ReplyDeleteCraig mentions Wednesday's BBC TV News at 6pm. As I remember, the item on the Autumn statement was delivered by John Pienaar - apparently, his prognosis wasn't gloomy enough, so for the 10 pm news, they wheeled out La Kuenssberg.
ReplyDeleteLaura's gleeful gloom-fest began with a close-up of a dead leaf lying on the pavement outside No. 11, Downing Street. We thought at, first, that this was a comment on the charisma of the house's occupant but, as Laura's piece went on (and on), it gradually dawned that that wasn't quite it: the leaf was a metaphor all right, but it, and all the subsequent dead leaves - some lying in heaps, others still clinging to the tree - represented death, change, decline & decay (You know, like wot yer get if you elect a Tory government & vote fer Brexit -geddit?). It's the tree business that worries me - I mean, the first time we saw it, it still had a fair sprinkling of leaves left, but at the end, it was bare. So what happened, did the camera crew hang around for a day or two until the leaves dropped off, or did Laura hike up her skirt, shin up the tree and pick them off? Perhaps she talked them off. The guest appearance by a large black crow was also problematic - we got the symbolism: bird of ill omen, harbinger of death, decline etc, but how was the footage shot? Within the space of a few seconds, we saw the thing in close-up, clinging to a whippy branch with nothing, whatever, behind it and then, suddenly, the same crow was parked on the same branch with the Elizabeth Tower in the background. Did they use TWO cameramen or was it all done by CGI? Is that ethical & what about the expense?
Seriously,though, Laura K is becoming increasingly difficult to take. She has the patronizing manner of a jaded infant school teacher reading one of the more complicated nursery stories to a particularly dim SEN infant's class; so WORDS are VERY heavily STRESSED in the hope of GETTING the MESSAGE across. For, the moment, she is still stressing the right syllables & words, but then, Robert Preston may have done at one time!
I was going to say something about the optimistic parts of the OBR report that the BBC has neglected to mention, but several papers have beaten me to it.
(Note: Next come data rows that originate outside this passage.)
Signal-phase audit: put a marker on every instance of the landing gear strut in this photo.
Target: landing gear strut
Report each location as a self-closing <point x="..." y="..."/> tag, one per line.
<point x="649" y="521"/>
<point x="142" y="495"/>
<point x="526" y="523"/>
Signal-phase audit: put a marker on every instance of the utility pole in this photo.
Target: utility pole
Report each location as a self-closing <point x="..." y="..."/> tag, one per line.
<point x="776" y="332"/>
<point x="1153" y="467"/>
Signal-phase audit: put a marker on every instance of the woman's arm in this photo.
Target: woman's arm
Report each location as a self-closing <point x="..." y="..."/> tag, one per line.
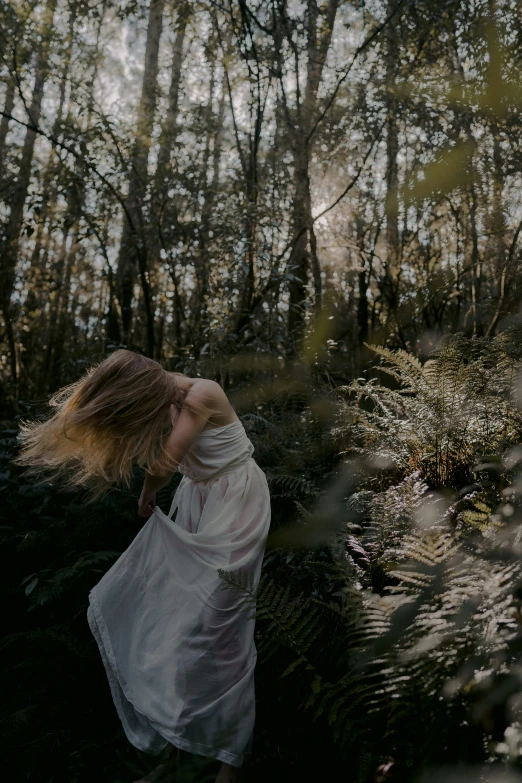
<point x="187" y="428"/>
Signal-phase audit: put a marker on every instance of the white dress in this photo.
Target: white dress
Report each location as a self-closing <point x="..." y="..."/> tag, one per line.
<point x="179" y="649"/>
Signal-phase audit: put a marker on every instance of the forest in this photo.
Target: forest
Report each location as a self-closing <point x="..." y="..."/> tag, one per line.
<point x="318" y="204"/>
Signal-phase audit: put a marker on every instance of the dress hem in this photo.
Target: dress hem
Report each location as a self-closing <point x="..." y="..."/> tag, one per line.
<point x="101" y="635"/>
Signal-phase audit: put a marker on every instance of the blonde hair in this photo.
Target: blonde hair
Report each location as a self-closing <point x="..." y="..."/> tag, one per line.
<point x="116" y="416"/>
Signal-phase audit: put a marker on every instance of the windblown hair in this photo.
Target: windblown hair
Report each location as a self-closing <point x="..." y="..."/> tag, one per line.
<point x="116" y="416"/>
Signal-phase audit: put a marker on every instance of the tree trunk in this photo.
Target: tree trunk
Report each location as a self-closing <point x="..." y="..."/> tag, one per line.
<point x="304" y="251"/>
<point x="132" y="257"/>
<point x="9" y="251"/>
<point x="392" y="239"/>
<point x="163" y="175"/>
<point x="4" y="123"/>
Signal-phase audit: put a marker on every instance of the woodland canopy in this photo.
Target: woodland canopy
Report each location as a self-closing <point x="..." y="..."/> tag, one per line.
<point x="317" y="203"/>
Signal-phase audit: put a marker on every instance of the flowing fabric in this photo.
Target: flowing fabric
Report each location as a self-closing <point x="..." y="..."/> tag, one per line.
<point x="179" y="649"/>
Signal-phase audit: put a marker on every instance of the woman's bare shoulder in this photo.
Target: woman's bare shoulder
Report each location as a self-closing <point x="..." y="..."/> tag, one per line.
<point x="205" y="389"/>
<point x="210" y="393"/>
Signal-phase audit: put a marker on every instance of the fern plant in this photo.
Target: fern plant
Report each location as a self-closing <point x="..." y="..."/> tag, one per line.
<point x="443" y="416"/>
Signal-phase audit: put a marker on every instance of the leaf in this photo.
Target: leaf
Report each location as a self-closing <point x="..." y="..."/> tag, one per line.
<point x="30" y="587"/>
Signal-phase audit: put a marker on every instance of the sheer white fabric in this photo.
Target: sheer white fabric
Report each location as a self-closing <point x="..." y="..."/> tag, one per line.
<point x="178" y="650"/>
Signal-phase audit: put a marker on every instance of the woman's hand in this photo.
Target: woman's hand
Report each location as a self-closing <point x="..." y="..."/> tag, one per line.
<point x="146" y="503"/>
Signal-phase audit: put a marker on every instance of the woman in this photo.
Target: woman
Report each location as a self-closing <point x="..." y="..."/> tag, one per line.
<point x="177" y="647"/>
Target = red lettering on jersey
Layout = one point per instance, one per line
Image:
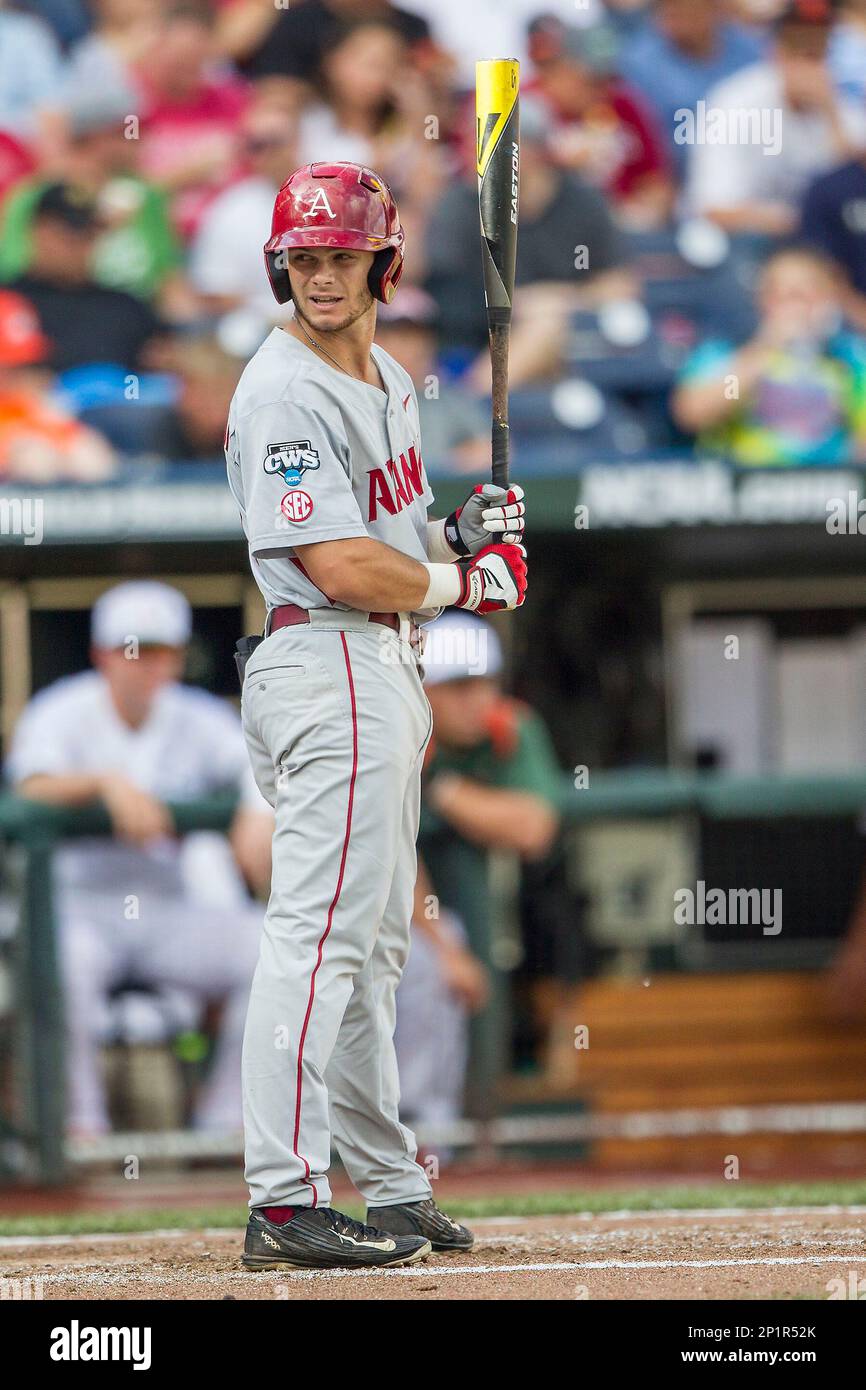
(412, 471)
(405, 496)
(380, 492)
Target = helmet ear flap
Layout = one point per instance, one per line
(385, 274)
(278, 275)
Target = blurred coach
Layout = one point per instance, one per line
(145, 908)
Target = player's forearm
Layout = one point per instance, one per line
(367, 574)
(63, 788)
(495, 818)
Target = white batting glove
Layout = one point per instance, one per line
(489, 513)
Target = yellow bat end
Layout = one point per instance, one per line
(496, 91)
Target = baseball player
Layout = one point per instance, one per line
(324, 460)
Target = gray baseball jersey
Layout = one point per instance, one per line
(314, 455)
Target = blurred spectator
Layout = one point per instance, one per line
(225, 264)
(834, 220)
(373, 111)
(491, 780)
(107, 61)
(136, 249)
(29, 74)
(569, 256)
(85, 321)
(289, 41)
(489, 28)
(39, 442)
(685, 49)
(847, 50)
(797, 127)
(444, 983)
(797, 392)
(191, 132)
(207, 377)
(601, 128)
(70, 20)
(145, 908)
(15, 163)
(455, 430)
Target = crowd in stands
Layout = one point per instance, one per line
(692, 209)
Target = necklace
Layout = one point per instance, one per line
(323, 350)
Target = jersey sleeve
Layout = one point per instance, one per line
(41, 742)
(296, 471)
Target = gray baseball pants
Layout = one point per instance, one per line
(337, 723)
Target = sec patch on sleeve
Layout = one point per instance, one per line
(291, 459)
(296, 506)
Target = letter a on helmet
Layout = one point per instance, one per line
(337, 205)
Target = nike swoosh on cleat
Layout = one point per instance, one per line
(369, 1244)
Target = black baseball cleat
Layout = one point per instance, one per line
(423, 1219)
(319, 1237)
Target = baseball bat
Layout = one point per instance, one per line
(498, 164)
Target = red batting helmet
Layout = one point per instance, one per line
(337, 205)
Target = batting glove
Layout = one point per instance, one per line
(488, 513)
(492, 580)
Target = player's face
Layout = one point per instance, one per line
(330, 287)
(135, 676)
(462, 709)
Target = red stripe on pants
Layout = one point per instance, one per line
(334, 901)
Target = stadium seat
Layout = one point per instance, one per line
(565, 427)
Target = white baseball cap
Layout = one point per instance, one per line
(459, 645)
(145, 610)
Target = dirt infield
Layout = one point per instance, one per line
(794, 1253)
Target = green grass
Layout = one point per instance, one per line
(533, 1204)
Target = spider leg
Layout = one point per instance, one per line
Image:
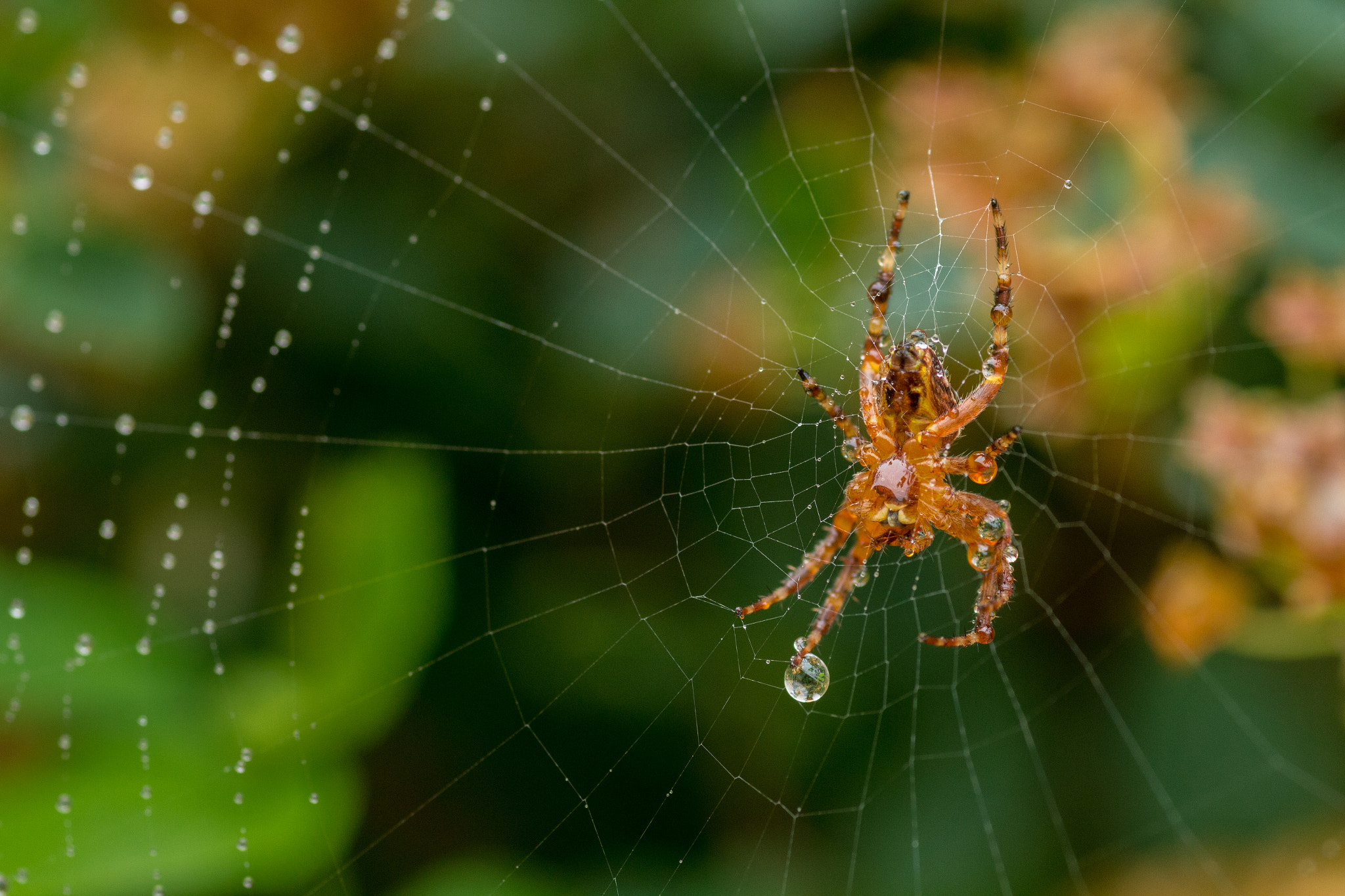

LOL - great comments Sisyphus! :) LK started off as quite a decent reporter and obviously at some point decided she was more important than the story. I don't however agree THAT she is stressing the right syllABles and words in HER reports.
DeleteLet's face it the impact of the BBC is pretty minimal these days. Do people really believe the OBR is telling the truth? I doubt it. There is tremendous cynicism around now.
PS Make that "infants'class" - spell-check strikes again!